First, the good clergy of the cathedral allowed an army of protestors to occupy their entrances and churchyard; they called on the police to back off; they expressed support for the politicised sentiments of the protestors.
Then they find that not only does the protest inconvenience workers, tourists and the general public, it inhibits their freedom too. They close the cathedral and subsequently find themselves in a bind.
Now, it appears, they want to support the protestors while wanting them to go and carry out their protest somewhere less inconvenient. Anthony Trollope would have had a field day.
But the tendency to mock should be resisted, and the resignation from St. Paul’s of the man who first welcomed the protestors, Giles Fraser, should be seen as the act of a man determined to show Christ’s compassion through the current travails.
The former Canon Chancellor leans towards the gospel of the poor. No reader of the Bible has to look far or hard to find such a bias. Revd Fraser, confronted with well-meaning protestors on his own doorsteps who wish to register their opposition to an increasingly venal and material culture, could hardly have refused them. Indeed, he almost certainly realised that he and his Church had been offered a rare opportunity to identify the gospel message with the struggles of so many who wonder how it is that they should accept a society that continues to reward the very few, while leaving many in dire circumstances.

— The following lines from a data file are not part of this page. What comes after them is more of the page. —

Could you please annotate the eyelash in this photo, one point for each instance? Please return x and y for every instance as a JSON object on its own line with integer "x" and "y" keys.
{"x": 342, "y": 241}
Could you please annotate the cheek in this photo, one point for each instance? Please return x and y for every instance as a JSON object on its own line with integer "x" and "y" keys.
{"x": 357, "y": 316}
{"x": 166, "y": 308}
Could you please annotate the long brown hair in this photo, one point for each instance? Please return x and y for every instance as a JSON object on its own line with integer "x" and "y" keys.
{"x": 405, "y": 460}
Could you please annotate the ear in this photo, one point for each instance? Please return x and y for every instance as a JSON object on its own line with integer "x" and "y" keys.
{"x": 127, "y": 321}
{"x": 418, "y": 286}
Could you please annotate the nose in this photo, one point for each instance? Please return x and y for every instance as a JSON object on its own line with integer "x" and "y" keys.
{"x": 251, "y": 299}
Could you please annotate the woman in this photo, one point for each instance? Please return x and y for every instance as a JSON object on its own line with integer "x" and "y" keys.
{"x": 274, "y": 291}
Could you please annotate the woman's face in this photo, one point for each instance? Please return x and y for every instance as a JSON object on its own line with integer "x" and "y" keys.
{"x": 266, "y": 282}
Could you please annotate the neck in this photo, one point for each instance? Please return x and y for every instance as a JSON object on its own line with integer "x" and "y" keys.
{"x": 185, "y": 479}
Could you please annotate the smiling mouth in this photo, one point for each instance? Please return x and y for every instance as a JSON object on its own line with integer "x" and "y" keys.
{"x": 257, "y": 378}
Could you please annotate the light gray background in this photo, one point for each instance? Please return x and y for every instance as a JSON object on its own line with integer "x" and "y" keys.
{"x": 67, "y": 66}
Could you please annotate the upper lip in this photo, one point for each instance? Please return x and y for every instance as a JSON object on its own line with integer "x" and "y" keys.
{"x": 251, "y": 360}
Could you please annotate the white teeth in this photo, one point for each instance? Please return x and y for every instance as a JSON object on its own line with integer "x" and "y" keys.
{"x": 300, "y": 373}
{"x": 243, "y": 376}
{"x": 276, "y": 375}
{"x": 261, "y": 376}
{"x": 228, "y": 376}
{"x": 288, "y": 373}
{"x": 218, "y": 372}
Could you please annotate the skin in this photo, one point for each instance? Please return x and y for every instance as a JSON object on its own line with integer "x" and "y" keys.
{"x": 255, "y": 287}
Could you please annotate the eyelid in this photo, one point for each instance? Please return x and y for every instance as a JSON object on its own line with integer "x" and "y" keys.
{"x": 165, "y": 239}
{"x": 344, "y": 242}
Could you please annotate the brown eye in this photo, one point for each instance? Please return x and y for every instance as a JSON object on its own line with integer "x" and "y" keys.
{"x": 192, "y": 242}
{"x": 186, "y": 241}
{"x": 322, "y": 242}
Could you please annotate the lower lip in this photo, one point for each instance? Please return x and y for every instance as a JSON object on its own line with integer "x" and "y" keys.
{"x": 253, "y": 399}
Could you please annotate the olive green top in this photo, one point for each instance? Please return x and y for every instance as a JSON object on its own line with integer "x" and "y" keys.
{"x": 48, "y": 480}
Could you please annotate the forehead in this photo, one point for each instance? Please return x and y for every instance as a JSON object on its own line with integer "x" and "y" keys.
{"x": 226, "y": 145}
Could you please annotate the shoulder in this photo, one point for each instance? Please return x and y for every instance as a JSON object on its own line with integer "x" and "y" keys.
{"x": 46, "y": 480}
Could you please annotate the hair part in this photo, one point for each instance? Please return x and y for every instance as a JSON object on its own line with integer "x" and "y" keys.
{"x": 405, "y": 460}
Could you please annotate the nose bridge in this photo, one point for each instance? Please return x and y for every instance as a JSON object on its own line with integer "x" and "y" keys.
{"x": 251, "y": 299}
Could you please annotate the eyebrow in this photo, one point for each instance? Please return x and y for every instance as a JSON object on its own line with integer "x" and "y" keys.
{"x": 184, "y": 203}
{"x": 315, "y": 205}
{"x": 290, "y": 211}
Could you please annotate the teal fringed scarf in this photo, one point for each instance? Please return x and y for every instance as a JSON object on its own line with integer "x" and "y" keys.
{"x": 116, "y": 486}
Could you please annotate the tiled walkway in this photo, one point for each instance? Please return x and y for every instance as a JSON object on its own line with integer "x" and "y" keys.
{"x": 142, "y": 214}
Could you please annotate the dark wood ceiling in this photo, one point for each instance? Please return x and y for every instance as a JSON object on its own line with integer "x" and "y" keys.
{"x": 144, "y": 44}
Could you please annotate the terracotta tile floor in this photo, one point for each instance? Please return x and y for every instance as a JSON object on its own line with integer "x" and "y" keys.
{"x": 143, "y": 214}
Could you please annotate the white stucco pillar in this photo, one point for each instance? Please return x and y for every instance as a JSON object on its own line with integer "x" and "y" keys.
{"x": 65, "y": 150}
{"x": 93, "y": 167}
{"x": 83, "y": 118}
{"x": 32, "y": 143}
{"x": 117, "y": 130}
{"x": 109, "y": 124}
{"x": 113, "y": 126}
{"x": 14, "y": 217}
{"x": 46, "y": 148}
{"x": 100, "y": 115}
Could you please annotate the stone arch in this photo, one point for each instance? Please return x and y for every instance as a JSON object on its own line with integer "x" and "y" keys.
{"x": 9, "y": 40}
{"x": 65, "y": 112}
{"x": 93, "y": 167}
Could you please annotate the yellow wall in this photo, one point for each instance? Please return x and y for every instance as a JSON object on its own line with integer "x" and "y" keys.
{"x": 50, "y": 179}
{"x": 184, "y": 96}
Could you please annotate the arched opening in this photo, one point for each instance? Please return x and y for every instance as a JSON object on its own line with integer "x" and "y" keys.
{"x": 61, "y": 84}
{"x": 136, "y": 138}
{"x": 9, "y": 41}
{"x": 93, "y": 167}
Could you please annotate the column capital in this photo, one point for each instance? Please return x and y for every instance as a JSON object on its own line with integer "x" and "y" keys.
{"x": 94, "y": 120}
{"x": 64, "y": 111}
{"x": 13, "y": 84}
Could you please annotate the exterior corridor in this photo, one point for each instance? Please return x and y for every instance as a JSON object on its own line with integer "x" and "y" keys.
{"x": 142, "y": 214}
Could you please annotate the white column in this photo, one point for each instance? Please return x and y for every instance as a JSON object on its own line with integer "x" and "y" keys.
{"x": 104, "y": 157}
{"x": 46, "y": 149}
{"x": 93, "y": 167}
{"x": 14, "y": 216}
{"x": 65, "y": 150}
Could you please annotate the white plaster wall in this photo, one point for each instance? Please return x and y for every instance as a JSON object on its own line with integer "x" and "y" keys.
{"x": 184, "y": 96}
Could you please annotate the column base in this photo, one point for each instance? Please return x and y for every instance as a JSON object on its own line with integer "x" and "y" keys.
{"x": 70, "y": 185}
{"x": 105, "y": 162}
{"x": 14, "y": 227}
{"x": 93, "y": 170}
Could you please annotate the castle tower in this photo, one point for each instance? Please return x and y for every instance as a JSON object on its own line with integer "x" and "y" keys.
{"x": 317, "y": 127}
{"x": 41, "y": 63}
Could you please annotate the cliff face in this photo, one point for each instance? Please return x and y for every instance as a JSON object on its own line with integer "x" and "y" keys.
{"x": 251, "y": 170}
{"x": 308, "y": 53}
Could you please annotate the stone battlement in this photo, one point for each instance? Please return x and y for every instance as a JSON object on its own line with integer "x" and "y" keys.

Jesus Christ, who announced that the poor were blessed, and who likened the ability of a rich man to get into heaven with that of a camel to pass through the eye of a needle, would surely have expected no less. And if Dr Fraser found himself in conflict with some of his more legally minded colleagues, he might even – one hopes not for long – have been tempted to draw comfort from Jesus’ regular attacks on the lawyers in the form of the Pharisees.
Yet as the protests continue to obstruct St. Paul’s Cathedral, there are those who might suggest Dr Fraser created the very circumstance that made preaching the gospel from his church’s pulpit so difficult.
There are, in fact, disputes as to how necessary the closure of the cathedral actually was. But even if the protestors seemed ungrateful towards their clerical supporter, Dr Fraser at least understands the significance of the core message of the gospel he preaches and seeks to live out.
Grace is a remarkable concept. Grace is what Christianity centres on, and the willingness of Dr Fraser to extend the Church’s support to a protest against mammon - whether or not the protestors chose to acknowledge his support or make life difficult for him - is a welcome reflection of Christian grace.
Dr Fraser appears to have resigned because he would not countenance the forced removal of the protestors. In allying himself with the protestors, no matter how flawed they might be in the articulation of their message, Dr Fraser has shown that there is at least one cleric who understands that living the gospel is the foremost role of a pastor, even at the expense of his institutional job.